Korkmadan istediğin ölçüde şerefi bağla O’na;
İstediğin ölçüde O’nun değerlilik hakkını tanı..
Erginliğine yok son ki, orada durup,
Dil, cesaretini bulsun, O’nu anlatmayı..
Mucizeleri bile gerçeğinin yanında sönük kalır;
Yoksa ismi anılınca çürüyen kemikler bile canlanıp ayağa kalkmalıydı..
Aklın yetişmeyeceği tekliflerle etmedi bizi imtihan;
Bizi sevdiğinden elbet.. Biz de hemen inandık O’na..
En ufak şüphe bize yaklaşmadı..
O’nun gerçeğine ermekte cümle âlem âciz kaldı;
Uzak âciz kaldı, yakın âciz kaldı, acz çepçevre sardı dört yanı..
Güneş küçük sanılır uzaktan bakılınca;
Göz dayanmaz amma, çıplak gözle bakıldı mı..
İnsan nasıl bu yerde anlar O’nun gerçeğini,
Ki rüyada görsen O’nu, sana yeter ömür boyu
Bu mutluluk ve O’nun nurdan bakışları..
İnsanlığın bilip bileceği şu, bilgilerinin sonu şudur ancak;
O insandır ve yaratılmışların en iyisi, en güzeli, en hayırlısı..
Ve Peygamberlerin halka gösterdiği mucizeler,
O’ndandı, O’nun nurundandı, O’nun habercisi, O’nun öncü ışıklarıydı..
Çünkü O erdemlik güneşi, öbür peygamberlerse yıldızlardır,
O yıldızlar ki; Güneşten aldıklarıyla aydınlatırlar karanlıkları..

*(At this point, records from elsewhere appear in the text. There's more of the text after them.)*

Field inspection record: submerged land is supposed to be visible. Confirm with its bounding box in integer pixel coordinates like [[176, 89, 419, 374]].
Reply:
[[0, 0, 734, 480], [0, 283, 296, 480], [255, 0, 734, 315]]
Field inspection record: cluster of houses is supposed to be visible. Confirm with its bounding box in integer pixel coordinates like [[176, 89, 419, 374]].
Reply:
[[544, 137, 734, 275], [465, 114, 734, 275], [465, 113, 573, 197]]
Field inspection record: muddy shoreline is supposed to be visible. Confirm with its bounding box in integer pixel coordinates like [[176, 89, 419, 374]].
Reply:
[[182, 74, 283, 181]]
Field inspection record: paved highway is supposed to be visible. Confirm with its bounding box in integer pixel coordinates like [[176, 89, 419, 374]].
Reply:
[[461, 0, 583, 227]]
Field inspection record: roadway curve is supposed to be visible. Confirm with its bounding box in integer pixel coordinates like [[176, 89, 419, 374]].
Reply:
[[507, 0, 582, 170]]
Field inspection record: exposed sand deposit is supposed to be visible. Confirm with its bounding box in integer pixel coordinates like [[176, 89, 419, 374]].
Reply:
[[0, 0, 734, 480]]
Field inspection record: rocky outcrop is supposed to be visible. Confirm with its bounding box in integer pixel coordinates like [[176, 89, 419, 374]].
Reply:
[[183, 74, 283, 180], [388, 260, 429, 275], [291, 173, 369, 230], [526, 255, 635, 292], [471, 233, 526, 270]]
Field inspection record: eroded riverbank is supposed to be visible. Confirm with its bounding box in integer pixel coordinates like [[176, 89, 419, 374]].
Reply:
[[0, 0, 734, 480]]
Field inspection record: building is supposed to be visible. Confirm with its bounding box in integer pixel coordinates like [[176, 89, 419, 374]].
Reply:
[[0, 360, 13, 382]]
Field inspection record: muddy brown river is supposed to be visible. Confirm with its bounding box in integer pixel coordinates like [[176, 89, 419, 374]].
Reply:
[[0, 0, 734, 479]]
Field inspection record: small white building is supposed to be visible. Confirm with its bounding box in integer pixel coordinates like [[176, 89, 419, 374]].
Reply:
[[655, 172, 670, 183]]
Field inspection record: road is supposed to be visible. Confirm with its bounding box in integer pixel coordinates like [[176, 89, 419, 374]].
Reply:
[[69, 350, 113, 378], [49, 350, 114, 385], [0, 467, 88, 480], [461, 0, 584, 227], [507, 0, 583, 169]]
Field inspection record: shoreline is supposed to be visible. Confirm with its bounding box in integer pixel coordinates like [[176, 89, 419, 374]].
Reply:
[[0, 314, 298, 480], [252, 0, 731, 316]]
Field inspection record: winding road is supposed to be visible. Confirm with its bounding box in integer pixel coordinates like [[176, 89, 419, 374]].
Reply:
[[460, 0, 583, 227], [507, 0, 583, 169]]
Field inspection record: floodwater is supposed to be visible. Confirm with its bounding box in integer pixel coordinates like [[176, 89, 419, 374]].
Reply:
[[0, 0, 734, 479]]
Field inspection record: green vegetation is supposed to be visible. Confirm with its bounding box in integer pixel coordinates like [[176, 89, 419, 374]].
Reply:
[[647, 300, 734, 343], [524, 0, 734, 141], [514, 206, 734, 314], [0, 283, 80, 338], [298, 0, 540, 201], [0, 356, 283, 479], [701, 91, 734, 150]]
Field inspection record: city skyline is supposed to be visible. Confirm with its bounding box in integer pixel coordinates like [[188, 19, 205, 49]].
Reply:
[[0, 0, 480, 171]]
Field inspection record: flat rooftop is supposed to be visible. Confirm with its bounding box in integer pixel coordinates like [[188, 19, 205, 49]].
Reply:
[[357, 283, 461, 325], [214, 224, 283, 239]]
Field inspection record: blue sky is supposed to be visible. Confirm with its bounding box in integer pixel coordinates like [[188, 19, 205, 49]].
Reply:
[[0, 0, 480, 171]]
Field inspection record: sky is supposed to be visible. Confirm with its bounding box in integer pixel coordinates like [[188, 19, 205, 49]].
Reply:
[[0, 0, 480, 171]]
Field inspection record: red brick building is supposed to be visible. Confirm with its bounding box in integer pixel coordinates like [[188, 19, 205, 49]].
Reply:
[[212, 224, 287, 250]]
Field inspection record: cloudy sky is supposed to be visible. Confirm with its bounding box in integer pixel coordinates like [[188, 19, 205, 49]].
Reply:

Gel gör ki, Rabbim O’na neler verdi, nasıl süsledi O’nu..
Ahlâkını güzellikle sardı, müjdeyle, güler yüzlülükle benek benek noktaladı..
Latifliği bir çiçek, dolunay şeref ve değeri..
Cömertliği bir deniz, yardımı zamandır tıpkı..
Tek başına bir yerde, O’nu görsen, heybetinden
Sanırsın arkasında asker, asker,asker.. bir ordu gizli, bir ordu saklı..
O’nun tebessümünden ve konuşmasındandır sanki;
Sedefte saklı inci, İnciler hep sedefte saklı..
O’nun toprağının kokusundan daha güzel var mı koku?
Ne mutlu o kişiye ki koklamış, öpmüş ola o toprağı!
Doğuşu açıklar bize her yönden her açıdan O’nu..
Başlangıcı da iyi O’nun, sonu da..
Hoştur doğuşu ve batışı..
O doğum günü ki, iyi farkına vardı İran, indiğinin
Kendisi için korku, kendisi için ceza, kendisine cehennem âzabı..
Göçtü, darmadağın oldu Kisra’nın saray duvarları o gece..
Devleti de, bu duvardan başlayarak yarıldı, çatladı ve dağıldı..
Son nefesini verdi, korkudan mecûsi meş’alesi..
Ve Yahudi nehri, bilinmeyen bir yere alıp gitti,
Dert yuvası başını..
Ve sapık Save halkı, her günkü gibi
Su aldıkları göle gittiklerinde;
Bu da nesi?.. Kurumuş kül olmuş!
Döndüler elleri boş,
Kızgın kudurmuş ve çatlamış dudakları..
Sanki doğmuştu ateşte su,suda ateş duygusu!..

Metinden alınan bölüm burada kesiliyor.